Item # 673386 GENTLEMAN'S MAGAZINE, London, England, A two issue set: February & March, 1788
* Josiah Wedgwood's anti-slavery medallion
* Benjamin Franklin speech by James Wilson
February issue: Perhaps the most interesting article is: "Dr. Lindsay on Dr. Franklin's Doctrine of Water-spouts" which comments on Ben Franklin's work. This article takes 2 1/2 pages and one of the plates includes prints of various water spouts.
An article: "Edict in Favour of America, Issued at Paris" begins: "While the British court are endeavouring in some measure to discourage the American trade, the French are pursuing the quite contrary policy..." with more taking more than a full page.
The article: "Circular Report of the Committee for Abolishing the Slave Trade" relates to the now-famous anti-slavery medal which was created (print appears in the March issue).
Included are all three plates called for, one showing the waterspouts as noted above.

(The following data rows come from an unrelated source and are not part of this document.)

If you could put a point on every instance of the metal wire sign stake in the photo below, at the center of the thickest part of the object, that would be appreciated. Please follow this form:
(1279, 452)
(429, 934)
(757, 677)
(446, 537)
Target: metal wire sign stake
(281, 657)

March issue: The most notable content in this issue would be the full page plate which includes four images, one of which is a small print of the medal to slavery, titled: "Am I Not A Man And A Brother?" which shows a slave with his hands in chains. This is a print of what is considered the most noteworthy abolitionist/anti-slavery 18th century medallion which was worn by many of the elite class to show support for abolition. It was designed by Josiah Wedgwood, the grandfather of Charles Darwin. The related article is in the February issue.
Other articles include: "Cricket and Whist, Whether Games of English Invention" "The True Author of Robinson Crusoe" "Cautions Hinted to the Committee on the Slave Trade" and much more.

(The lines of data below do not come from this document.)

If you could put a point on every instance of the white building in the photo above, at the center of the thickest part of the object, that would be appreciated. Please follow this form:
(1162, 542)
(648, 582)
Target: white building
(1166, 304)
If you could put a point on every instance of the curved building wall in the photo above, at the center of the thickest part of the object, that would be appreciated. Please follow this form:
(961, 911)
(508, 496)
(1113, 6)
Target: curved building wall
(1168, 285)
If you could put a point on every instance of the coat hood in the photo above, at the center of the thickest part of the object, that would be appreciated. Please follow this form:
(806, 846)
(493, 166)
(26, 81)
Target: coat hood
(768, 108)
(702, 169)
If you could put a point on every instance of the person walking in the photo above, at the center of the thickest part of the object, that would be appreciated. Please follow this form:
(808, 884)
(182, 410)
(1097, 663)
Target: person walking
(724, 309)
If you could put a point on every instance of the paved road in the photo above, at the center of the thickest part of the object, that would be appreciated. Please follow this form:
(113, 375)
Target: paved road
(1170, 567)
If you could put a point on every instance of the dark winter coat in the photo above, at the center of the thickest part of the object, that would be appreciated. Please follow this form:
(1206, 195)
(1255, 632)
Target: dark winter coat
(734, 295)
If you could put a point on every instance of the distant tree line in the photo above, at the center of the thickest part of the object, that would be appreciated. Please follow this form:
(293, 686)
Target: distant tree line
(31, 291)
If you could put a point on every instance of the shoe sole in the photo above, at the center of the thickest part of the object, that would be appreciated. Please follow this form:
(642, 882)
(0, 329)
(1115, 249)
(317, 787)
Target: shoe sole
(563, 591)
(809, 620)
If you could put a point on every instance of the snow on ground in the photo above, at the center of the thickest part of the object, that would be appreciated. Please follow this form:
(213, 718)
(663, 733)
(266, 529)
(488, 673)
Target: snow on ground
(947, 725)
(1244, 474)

Near the back under "America" is one of the most famous speeches by anyone on the new Constitution. It is prefaced with: "The following is given as the genuine speech of his Excellency Benjamin Franklin, Esq. to the President of the late Continental Convention immediately before signing the Proposed Constitution". In reality Franklin was too weak to give it so he had fellow Pennsylvanian, James Wilson, give it. The website usconstitution.net calls it a "masterpiece".
Included are all 3 plates called for.
The pair of issues is complete in 192 pages, 5 by 8 1/4 inches, each with a full title/contents page, very nice condition.